Besides the mentioned critical deviation from standard-care values, CGM occasionally did not provide any readings during most severe hypoperfusion but an alarm-message. The software-algorithms thus managed to prevent display of erroneous information. However, it failed to impede giving wrong estimates of BG that are intrinsic to the technique. This could most probably be a delay in the equilibration between glucose levels in the blood and in subcutaneous tissue.
Similar to bench-top experiments by the manufacturer we could not detect any relevant interference of commonly used drugs or medical afflictions with the sensor, even severe hyperbilirubinemia of above 40 mg/dl or profound anemia did not affect the measures.

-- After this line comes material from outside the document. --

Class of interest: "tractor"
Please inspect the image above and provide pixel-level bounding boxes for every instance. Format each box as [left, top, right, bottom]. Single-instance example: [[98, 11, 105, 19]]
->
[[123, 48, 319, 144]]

Besides using CGM-values for BG-control algorithms, CGM might be applied as a safety-tool to detect hypoglycemia that would have been camouflaged within the measurement interval between two ABL-measures. In our cohort where CGM values were not taken into therapeutic consideration, we did not detect any episode of hypoglycemia with CGM that was not detected by our intermittent control. Since in our center glycemic control is well established targeting BG between 100 and 145 mg/dl with an incidence of hypoglycemia (BG below 40 mg/dl) of only 0.3‰ of all BG-measurements (<1% of the patients), this is not puzzling. We did not detect one rapidly developing hypoglycemia by CGM. This might again have been due to the relatively slow equilibration of BG and glucose concentration in the interstitial fluid in our patients that all had impaired microperfusion and inflammation induced edematous swelling of subcutaneous tissues. Since assessing microperfusion and it`s influence on subcutaneous measurement is anything but simple, we thus must be aware that in this most critical cohort, very rapid changes of BG might, if at all, be reflected with a delay by CGM. Although vasoactive medication might potentially play a role in this context, we resigned to perform a distinct analysis. Vasopressors are an intrinsic part of the treatment in our patient group anyway and must be considered as a consequence rather than the reason for the sickness and altered microperfusion. Conclusively, CGM in subcutaneous tissue will surely not be able to totally avoid hypoglycemia. This statement is largely supported by findings from a recent study where CGM reduced the incidence of hypoglycemia from 11.5% to 1.6% . In this trial, BG-targets were below 110 mg/dl. Notably, in our institution the incidence of hypoglycemia without CGM, probably due to a higher glucose target, is lower as in the mentioned study. So detection of hypoglycemia in our small cohort is rather unlikely.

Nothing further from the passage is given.